Abrahamic Covenant

The book of Genesis records how God spoke to Abraham in a vision. God told Abraham to leave his home in Mesopotamia and travel far away to the land of Canaan, the ‘Promised Land’.  Genesis repeatedly refers to God’s offer of a Promised Land for Abraham and his descendants:

The whole of the land of Canaan … I will give as an everlasting possession to you and your descendants.
— Genesis 17:8

chantries

A chantry is an ecclesiastical term that may have either of two related meanings: a Christian liturgy of prayers for the dead or a  building on private land, or an area in a parish church or cathedral reserved for the performance of the “chantry duties”.

Mary Tutor

Mary was the fifth child of Henry VII of England and Elizabeth of York, and the youngest to survive infancy.
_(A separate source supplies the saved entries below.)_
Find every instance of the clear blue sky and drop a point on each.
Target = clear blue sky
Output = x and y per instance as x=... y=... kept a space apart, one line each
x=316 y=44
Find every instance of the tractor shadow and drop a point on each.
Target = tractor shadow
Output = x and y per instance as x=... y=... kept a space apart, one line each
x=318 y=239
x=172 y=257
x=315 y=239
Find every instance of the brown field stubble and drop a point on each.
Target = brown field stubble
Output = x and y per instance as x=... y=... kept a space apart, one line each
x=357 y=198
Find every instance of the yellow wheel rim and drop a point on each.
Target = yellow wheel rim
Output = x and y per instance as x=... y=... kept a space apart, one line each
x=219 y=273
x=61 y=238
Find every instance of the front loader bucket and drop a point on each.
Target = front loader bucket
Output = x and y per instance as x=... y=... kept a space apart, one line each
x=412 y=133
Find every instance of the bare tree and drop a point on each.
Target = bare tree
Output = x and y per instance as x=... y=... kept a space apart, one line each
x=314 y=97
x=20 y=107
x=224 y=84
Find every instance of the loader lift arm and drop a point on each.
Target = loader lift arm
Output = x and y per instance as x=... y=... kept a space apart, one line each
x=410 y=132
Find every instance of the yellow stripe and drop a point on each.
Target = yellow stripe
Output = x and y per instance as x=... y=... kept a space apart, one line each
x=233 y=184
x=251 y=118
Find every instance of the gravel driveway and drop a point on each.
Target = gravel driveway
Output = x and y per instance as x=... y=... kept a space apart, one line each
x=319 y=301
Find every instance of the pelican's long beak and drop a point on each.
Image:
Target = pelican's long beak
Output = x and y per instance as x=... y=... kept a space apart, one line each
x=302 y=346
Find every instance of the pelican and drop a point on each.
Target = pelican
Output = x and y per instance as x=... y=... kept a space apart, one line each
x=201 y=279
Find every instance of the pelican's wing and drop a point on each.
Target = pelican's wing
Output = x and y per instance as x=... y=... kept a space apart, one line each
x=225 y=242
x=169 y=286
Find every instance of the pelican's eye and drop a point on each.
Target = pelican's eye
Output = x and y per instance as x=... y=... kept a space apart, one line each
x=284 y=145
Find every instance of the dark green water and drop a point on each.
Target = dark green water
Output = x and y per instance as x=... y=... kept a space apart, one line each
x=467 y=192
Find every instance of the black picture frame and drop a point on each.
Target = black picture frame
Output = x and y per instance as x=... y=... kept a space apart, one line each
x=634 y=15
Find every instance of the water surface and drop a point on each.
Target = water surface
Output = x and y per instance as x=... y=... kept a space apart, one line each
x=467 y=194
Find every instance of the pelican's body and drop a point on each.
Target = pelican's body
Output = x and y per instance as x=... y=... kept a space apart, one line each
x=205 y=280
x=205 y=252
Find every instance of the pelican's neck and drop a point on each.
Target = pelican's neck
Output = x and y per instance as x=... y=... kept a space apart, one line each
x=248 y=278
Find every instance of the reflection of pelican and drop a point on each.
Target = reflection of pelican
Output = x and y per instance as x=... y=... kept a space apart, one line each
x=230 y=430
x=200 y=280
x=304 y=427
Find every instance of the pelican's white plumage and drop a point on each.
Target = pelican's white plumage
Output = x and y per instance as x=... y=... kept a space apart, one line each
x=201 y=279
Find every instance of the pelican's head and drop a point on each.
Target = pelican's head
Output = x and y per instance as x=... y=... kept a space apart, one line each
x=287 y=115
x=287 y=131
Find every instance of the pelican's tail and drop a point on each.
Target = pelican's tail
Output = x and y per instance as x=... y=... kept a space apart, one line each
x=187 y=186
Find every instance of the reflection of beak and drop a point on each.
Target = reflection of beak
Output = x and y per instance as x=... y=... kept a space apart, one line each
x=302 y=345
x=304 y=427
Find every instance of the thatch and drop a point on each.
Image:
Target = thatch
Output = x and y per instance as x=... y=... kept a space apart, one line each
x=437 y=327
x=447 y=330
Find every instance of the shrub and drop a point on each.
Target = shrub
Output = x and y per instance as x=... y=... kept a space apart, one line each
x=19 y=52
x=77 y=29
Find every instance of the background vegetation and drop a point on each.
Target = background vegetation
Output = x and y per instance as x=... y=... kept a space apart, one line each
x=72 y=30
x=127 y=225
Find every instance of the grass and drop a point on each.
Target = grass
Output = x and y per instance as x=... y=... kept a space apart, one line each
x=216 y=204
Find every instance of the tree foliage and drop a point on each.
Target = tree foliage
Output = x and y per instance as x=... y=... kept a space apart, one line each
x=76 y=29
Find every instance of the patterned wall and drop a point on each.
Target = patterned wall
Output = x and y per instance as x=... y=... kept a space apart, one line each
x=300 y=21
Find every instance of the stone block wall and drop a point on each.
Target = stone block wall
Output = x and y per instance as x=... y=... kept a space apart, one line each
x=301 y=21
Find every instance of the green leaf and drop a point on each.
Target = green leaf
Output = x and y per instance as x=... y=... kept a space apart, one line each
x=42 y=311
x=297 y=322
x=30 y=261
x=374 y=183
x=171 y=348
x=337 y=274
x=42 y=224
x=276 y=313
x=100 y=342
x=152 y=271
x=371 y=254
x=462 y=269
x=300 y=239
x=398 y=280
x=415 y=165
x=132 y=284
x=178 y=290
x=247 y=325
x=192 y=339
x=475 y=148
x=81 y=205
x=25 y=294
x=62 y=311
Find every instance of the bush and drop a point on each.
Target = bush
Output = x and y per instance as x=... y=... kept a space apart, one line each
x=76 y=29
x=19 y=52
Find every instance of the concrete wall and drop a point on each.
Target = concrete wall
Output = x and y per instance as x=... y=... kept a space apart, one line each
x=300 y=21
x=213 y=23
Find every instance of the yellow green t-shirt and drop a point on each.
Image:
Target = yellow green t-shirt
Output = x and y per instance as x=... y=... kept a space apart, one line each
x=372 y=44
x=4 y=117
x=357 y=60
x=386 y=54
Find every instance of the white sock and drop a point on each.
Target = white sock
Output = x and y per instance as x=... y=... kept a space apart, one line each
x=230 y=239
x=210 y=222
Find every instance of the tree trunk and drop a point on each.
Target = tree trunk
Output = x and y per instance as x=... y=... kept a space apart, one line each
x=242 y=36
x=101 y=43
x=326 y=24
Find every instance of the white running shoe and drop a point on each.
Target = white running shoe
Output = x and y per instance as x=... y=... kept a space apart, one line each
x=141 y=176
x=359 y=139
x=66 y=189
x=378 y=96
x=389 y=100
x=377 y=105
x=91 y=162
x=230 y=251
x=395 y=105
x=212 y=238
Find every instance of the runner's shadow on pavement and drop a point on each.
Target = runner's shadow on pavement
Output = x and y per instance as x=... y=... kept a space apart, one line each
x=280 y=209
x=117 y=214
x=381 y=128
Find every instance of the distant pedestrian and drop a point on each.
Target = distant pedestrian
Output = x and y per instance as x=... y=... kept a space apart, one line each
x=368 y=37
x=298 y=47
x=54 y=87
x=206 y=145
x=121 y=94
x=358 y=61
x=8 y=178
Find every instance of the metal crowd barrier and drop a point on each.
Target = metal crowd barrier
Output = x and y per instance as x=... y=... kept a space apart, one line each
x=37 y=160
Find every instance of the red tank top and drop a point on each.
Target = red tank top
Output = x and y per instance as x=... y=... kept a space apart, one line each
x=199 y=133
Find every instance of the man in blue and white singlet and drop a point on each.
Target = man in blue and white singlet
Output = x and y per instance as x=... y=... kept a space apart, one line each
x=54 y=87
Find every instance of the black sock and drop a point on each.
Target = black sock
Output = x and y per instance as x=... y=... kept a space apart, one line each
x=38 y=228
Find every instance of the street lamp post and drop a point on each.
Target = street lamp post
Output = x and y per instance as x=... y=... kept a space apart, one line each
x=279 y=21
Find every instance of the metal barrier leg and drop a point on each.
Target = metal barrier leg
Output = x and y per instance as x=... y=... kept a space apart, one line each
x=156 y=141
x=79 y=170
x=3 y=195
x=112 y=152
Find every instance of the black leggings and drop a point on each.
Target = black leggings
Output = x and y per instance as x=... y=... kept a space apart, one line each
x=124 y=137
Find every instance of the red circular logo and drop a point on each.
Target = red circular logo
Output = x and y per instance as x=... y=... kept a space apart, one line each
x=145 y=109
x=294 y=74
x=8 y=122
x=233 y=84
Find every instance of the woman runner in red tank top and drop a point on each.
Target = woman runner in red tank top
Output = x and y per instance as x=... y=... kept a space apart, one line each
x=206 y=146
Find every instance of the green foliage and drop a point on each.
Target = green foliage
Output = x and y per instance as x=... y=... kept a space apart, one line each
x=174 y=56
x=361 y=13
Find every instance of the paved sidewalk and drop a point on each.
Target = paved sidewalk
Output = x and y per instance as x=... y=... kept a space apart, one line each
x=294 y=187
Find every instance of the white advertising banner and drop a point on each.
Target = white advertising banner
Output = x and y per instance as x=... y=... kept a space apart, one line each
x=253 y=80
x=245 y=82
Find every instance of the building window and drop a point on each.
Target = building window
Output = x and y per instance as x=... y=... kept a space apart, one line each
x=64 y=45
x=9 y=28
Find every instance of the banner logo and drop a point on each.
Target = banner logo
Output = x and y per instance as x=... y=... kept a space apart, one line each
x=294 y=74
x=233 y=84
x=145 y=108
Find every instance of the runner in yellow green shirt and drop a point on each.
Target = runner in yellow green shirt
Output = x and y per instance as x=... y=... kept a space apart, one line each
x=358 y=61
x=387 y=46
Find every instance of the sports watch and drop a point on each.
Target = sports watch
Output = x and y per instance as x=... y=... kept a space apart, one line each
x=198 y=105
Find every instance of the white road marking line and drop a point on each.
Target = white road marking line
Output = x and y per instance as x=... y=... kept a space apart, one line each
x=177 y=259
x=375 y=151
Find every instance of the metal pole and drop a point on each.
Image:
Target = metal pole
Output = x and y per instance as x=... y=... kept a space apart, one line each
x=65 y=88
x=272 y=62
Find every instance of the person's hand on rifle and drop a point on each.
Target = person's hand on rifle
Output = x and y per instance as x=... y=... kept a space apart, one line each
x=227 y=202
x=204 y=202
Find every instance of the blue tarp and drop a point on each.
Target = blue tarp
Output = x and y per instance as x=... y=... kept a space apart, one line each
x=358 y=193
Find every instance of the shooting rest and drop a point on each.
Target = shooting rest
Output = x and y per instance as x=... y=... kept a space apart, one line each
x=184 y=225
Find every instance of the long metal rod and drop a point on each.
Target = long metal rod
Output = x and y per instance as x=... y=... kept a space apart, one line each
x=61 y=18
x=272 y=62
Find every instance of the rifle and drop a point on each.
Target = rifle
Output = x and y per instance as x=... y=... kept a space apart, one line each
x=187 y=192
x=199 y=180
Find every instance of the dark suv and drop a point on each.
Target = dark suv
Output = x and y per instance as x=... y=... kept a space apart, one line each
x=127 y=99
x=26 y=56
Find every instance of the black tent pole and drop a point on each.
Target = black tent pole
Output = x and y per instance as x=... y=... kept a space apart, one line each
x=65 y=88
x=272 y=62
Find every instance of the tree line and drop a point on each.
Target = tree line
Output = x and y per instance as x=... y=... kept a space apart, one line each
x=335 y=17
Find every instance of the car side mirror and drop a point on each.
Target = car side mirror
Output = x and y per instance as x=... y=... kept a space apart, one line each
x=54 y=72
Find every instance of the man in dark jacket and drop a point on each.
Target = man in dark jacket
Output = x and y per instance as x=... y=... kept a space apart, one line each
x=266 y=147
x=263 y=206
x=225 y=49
She was the third wife of French King Louis XII.  Following Louis’s death, Mary married Charles Brandon, 1st Duke of Suffolk, secretly in France, the marriage occurred without the consent of Mary’s brother Henry VIII.   Henry eventually pardoned the couple after they paid a large fine. Mary had four children with Suffolk. Through her older daughter, Frances, she was the maternal grandmother of Lady Jane Grey, the de facto queen of England for nine days in July 1553.

William Tyndale

William Tyndale was an English biblical scholar and linguist who became a leading figure in the Protestant Reformation in the years leading up to his execution. Tyndale’s translation of the New Testament was the first English Bible in 1526 to draw directly from Hebrew and Greek texts, the first English translation to take advantage of the printing press, the first of the new English Bibles of the Reformation, and the first English translation to use Jehovah (“Iehouah”) as God’s name .as preferred by English Protestant Reformers. Tyndale’s translation of the Bible was used for subsequent English translations, including the Great Bible and the Bishops’ Bible, authorized by the Church of England.  for his reformist views, he was convicted of heresy and executed by strangulation, after which his body was burnt at the stake in 1536.